Do black folks know that Tavis Smiley has declared himself their king? I’ve been asking around and most everyone I’ve spoken to barely remembers him from his days as a BET talk-show host. I should qualify that, most people don’t remember him at all. Of the people who recognize the name, not one person has admitted to seeing Tavis as a “black leader.”
So why is he going after Barack Obama for essentially “not being black enough?”
This whole issue stems from Smiley’s attempt to promote his “State of the Black Union” event in New Orleans. Tavis invited the presidential candidates, including Barack Obama. I imagine Tavis had visions of a stirring Obama speech as the keystone to his event. But then something happened. Obama turned down the invitation. Something about being a little busy running for president. The nerve!!!
How dare Barack Obama turn down the overture of a man looking to profit from proximity to power and celebrity? How dare he not kneel at the altar of those who see themselves as the foundation stones of black opinion in the United States? How dare he be about the business of putting a black man in a position of power that no other black man has ever occupied in the history of this country?
Tell me something Tavis. If Barack Obama attended your event and then lost Texas and Ohio by miniscule margins, would you man up and admit that the day spent at your event in the immediate run-up to those polls might have cost him? What if he lost by 5,000 votes? What if he lost by 50?

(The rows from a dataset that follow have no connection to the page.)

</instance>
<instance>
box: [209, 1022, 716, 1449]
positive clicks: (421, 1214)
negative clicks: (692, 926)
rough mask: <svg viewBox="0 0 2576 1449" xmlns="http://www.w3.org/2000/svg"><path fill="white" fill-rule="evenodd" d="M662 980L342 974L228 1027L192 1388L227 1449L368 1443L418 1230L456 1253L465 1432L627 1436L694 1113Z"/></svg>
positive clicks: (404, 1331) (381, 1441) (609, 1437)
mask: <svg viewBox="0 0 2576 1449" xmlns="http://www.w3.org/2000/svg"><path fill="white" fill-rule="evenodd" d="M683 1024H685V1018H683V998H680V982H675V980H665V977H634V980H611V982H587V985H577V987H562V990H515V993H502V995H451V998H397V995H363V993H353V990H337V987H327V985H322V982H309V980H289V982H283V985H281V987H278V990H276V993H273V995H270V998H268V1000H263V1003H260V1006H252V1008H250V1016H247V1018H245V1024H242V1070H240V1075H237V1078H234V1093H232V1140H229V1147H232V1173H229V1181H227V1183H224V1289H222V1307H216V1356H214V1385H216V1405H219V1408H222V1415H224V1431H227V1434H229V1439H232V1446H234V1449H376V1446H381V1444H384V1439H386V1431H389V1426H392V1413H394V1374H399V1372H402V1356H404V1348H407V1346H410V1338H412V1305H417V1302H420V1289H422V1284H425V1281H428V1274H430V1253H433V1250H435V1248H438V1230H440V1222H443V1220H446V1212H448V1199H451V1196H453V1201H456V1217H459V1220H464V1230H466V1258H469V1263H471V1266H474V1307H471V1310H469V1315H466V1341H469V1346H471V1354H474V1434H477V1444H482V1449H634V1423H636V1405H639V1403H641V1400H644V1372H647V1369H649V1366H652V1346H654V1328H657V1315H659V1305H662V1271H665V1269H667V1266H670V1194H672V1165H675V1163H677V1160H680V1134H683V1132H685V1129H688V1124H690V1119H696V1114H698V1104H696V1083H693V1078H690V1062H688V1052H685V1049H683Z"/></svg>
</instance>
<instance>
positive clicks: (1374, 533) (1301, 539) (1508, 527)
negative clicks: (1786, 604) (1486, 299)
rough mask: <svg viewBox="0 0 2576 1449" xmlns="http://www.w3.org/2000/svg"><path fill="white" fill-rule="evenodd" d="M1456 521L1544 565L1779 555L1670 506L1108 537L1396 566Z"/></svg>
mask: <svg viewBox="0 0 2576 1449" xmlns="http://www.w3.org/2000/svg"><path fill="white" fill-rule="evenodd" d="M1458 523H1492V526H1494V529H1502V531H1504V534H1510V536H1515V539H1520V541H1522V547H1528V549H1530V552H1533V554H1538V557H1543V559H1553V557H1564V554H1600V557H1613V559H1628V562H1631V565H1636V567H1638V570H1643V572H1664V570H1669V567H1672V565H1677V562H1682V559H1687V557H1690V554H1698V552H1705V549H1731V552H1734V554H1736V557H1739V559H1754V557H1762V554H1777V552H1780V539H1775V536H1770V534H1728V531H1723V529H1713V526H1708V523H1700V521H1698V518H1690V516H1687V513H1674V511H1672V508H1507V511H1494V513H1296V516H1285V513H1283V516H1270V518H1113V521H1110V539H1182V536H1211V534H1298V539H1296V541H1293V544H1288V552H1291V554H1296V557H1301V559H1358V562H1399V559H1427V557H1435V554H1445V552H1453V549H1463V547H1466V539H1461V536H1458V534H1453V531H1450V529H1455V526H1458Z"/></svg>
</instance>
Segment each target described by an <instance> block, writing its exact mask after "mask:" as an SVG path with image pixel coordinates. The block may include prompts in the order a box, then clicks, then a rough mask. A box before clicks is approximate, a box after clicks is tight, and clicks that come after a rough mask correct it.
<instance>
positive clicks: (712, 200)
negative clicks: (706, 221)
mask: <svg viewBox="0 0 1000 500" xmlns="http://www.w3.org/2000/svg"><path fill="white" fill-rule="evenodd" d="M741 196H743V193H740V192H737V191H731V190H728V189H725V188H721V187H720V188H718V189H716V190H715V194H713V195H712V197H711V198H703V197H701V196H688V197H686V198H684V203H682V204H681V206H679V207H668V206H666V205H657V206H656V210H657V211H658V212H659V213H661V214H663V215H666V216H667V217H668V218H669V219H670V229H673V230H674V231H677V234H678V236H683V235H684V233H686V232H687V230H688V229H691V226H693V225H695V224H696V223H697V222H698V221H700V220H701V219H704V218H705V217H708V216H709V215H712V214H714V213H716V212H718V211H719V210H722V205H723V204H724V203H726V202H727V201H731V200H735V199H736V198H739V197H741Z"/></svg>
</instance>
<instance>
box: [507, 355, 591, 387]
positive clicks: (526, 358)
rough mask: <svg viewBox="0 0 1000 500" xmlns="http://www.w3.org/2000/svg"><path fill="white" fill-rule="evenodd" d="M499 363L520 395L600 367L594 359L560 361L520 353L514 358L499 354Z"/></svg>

Which is more important to black people in the United States? Barack Obama making a 20 minute speech at a private event or Barack Obama occupying the White House for the next four years? Where can he do the most good?
State of the Black Union has the stated goal of mobilizing volunteers to help rebuild New Orleans. But Tavis, don’t you think Barack Obama can do more to rebuild New Orleans from the White House than he can from your stage? Don’t you think he can do more to advance the goals of the entire black community? Will your ego not let you set yourself aside? Or are you really that selfish and near-sighted?
Perhaps not attending an explicitly race-based event makes Barack Obama “not black enough.” That’s what Tavis Smiley implies even as he is too timid to say it outright. In conversations with friends and colleagues, I have criticized Obama in the past for not being more involved in issues such as the plight of the Jena 6. But I’ve realized something since then. If being black means doing his best by the black community, then Barack Obama is doing the very blackest thing he can possibly do. He is single-handedly changing the perception of what is possible for a black man.
White people are embracing a black presidential candidate. That in itself is enough to spark hope that a presidential candidate can in fact change a country. But more importantly for the black community, Barack Obama’s campaign means that a generation of young black people are now growing up with the knowledge that they can aspire to the very highest peaks of accomplishment. That message is more important than anything that will be said at or accomplished by the State of the Black Union. If Tavis were “black enough” maybe he would realize it.